DUBAI, United Arab Emirates -- Mac McClelland did some quick math as he
steered his Lincoln Navigator through chaotic Dubai traffic.

He'd just learned of a contract to supply food to 12,500 U.S. soldiers in
Iraq. If he won it, he'd be a subcontractor to a subcontractor on a deal
that originally went to Kellogg, Brown & Root, which provides support
services to the military overseas.

"Twelve thousand five hundred mouths," he mused. "That's about 40,000
meals a day." He figured if he could clear 10 cents profit on each meal,
he could make as much as $4,000 a day. "That's real money," he said to himself.

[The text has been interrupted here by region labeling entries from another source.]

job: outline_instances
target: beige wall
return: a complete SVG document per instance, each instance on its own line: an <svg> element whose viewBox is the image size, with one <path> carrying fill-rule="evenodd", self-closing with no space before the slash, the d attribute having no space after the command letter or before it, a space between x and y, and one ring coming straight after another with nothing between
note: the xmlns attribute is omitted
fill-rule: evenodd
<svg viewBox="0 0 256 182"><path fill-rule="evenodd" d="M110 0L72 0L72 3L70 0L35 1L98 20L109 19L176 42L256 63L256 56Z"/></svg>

Rebuilding Iraq will take billions of dollars, and dozens of
entrepreneurs such as Mr. McClelland are angling for a share of that
money. These businesspeople -- mostly retired military or diplomatic
personnel who spent their careers in the Middle East -- act as middlemen
for hire. They do everything from rounding up local suppliers for construction
projects to helping companies set up branch offices in the region.

Mr. McClelland, a retired Marine Corps major, figures he's got three
dozen deals cooking right now related to Iraq reconstruction. In the past
month, he's rounded up local companies to bid on a contract to supply
automobiles to the new Iraqi police force. He's signed on as a consultant
to help 3M Co. and a company that makes X-ray-scanning equipment break
into the Iraq market. And he's set up a deal with a scrap-metal company
based in Houston that wants to bid for the remains of Iraqi tanks blown
up by U.S. bombs. On the side, the 47-year-old Mr. McClelland is trying
to persuade some key members of the royal family here to let him organize
a Dubai jazz festival -- the U.A.E.'s first.

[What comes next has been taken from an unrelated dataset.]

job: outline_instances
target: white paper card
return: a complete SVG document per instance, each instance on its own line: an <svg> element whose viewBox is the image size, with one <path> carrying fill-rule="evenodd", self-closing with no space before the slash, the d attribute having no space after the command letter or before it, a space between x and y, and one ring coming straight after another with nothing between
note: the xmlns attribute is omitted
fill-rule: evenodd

Mr. McClelland describes himself as a "bit player" in the Iraq gold rush.
But even for the bit players, there's the potential for big money. "If 10% of
the projects come through, I'll have made enough to retire twice over," he says.
A couple of big ones, such as the food contract, could make his year.

Middlemen and go-betweens with strong military contacts always appear
wherever there's a war and wherever there's money to be made supplying
the U.S. armed forces. What makes Iraq different is the size of the
rebuilding effort the U.S. has taken on and the huge number of U.S. troops
involved. The U.S. government is spending several billion dollars a month on
troop support, fuel, equipment and, to a lesser extent, reconstruction.

Rather than bid out each individual project, the U.S. government has
awarded large contracts to a handful of corporations, including Bechtel
Group Inc. -- which won a $680 million deal to coordinate the rebuilding
effort -- and Halliburton Corp.'s Kellogg, Brown & Root, which has taken
in about $425 million of U.S. Army work, much of it related to supporting
troops with food and housing in Iraq and the Gulf. Those big players then
offer hundreds of subcontracts to other companies. Bechtel, for instance,
is subcontracting about 90% of its work.

Seal of Approval

Because Iraq is too unstable for large-scale rebuilding projects, the
first subcontracts aren't huge by corporate standards -- they mostly
involve housing and feeding troops, and getting basic infrastructure back
up and running. But they're valuable in another way, says Frances Cook, a
former U.S. ambassador to Oman who formed the Phoenix-Iraq Consortium in
Dubai to help Arab companies get their own piece of the rebuilding
effort. With so much competition for the early subcontracts, she says,
winning an early deal is a kind of "Good Housekeeping Seal of Approval."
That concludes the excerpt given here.